My iPod is kaput. It’s (supposed to be) waterproof. I need it while swimming laps, so instead of being BORED OUT OF MY MIND, I can just tell myself I am freestyling for seven songs. I could endure any number of unpleasant activities for seven songs. Probably. If three of them were Rhianna. Oh na na… what’s my name. Or if even one was Justin Timberlake. Mirror starin’ back at me… whoa. But today I pushed off from the wall in the lap lane without a single top 40 accompaniment to lessen the obvious torture of exercise. And 30 minutes of nothing but your own thoughts and breathing is an eternity, so I stop a bit short of that. And dammit if Barb and Arnie, my elderly swim noodle bobbing exercise pals don’t notice.

“Cut it a little short today!”

Yeah yeah yeah. I know, cancer-surviving Barb and Arnie, with your plastic visors, million grandchildren, lovely personalities, and sweet inquiries about my boys. BUT I CANNOT SWIM WITHOUT BEYONCE! So it’s only twenty minutes of back and forth and back and forth until I quit the pool to sit on the decking and swap Chinese restaurant recommendations with Barb and Arnie. Octagenarian Jews who snowbird in Florida know every dumpling dive like there is some Old Testament footnote that thou wilst be cashew chicken connoisseurs.

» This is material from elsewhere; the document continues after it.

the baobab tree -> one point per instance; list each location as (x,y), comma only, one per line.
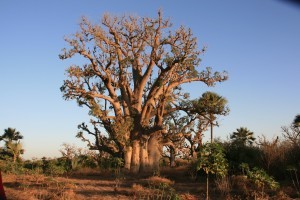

And this is how mornings go here in the summer… and the occasional evening, too. I find myself chatting up the oldest person in the pool, bar, or grocery aisle. The cancer-ed part of me is charmed by longevity and experiences, because I occasionally and morbidly wonder if I might not get to see that later version in the mirror starin’ back at me… whoa. But mostly it’s because we can trade gardening tips and cluck disapprovingly at the maxi dress espadrille moms ignoring their bratty kids who encroach on the lap lane. Cluck cluck.

I do have some lovely summer mommy friends, though. I might have written that I like children about as much as exercise, so it’s rare for me to share a Chardonnay with someone whose spawn I can stomach. Also, I might be a terrible person. But my boys play tennis with a gaggle of tweens that off the courts are like a pile of ever-hungry puppies that remember to say please and thank you. Our house looks like this. Every day.

Ours is the house with the yummy snacks.

Ours is the house with the yummy snacks.

We are in the sweet spot of parenting here and know it. In a few years, these boys will never choose to spend an entire night playing board games and video games and those made up games with the complicated scoring and occasional broken window… certainly not with moms upstairs. They’ll want to troll for cuties at the movie theater. In five years time, they’ll all be driving and dating and sneaky and smelly. The very idea that these kiddos once let us Twist and Shout with them during an impromptu dance party will be a remotely fond memory. We’ll miss them begging for brownies, sleepovers, and just five more minutes after spending untold hours together. But if we have Barb and Arnie luck, we’ll share these memories over our swim noodle bobbing routines in the lap lane.

Happy summer, friends. May all the bikes stop at your door.